Dans le prologue de Frederic Chaume, celui-ci avance, dès le titre, que les modes de traduction ne seraient pas simplement deux modes de visionnement d’un film, mais plutôt le visionnement de deux films très différents. Cette question, sans être nouvelle (voir notamment Pettit 2004 ou Ramière 2004), demeure essentielle et pique l’intérêt du lecteur.
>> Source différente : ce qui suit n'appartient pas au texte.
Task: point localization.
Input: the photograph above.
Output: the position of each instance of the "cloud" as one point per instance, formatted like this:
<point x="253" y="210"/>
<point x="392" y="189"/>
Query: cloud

Dans l’introduction, Martí Ferriol décrit son amour du cinéma indépendant, l’ayant poussé à étudier plus précisément ce genre filmique. Il souligne entre autres que l’un des avantages du genre est que les films indépendants bénéficient souvent de deux traductions avant même leur sortie en DVD. En effet, ils sont dans un premier temps sous-titrés et destinés plutôt à une clientèle « d’intellectuels ». Or, cette élite, plus éduquée, premièrement, ne rechigne pas à lire les sous-titres[1] et, deuxièmement – l’anglais ayant quasiment un statut de lingua franca – pourrait fort bien comprendre la version originale sans avoir besoin des sous-titres. Par la suite, certains de ces films indépendants retiendront l’attention d’une plus grande frange du public, notamment s’ils gagnent des prix dans des festivals prestigieux (ce qui est le cas de tous les films du corpus[2]), et bénéficieront d’une seconde traduction, cette fois-ci par doublage. En somme, en étudiant les films indépendants, le mode de traduction n’est pas le seul élément qui change : le public visé devrait être pris en compte, ce qui n’est pas le cas ici. L’hypothèse de base, qui est d’affirmer que l’on traduit différemment en sous-titrage qu’en doublage (vérité de La Palisse s’il en est, ne serait-ce que par les contraintes techniques) est donc mise à mal, vu le corpus retenu. Il nous semble que les blockbusters américains, par exemple, auraient été un meilleur choix pour étudier l’impact du mode de traduction, à l’exclusion de tout autre facteur.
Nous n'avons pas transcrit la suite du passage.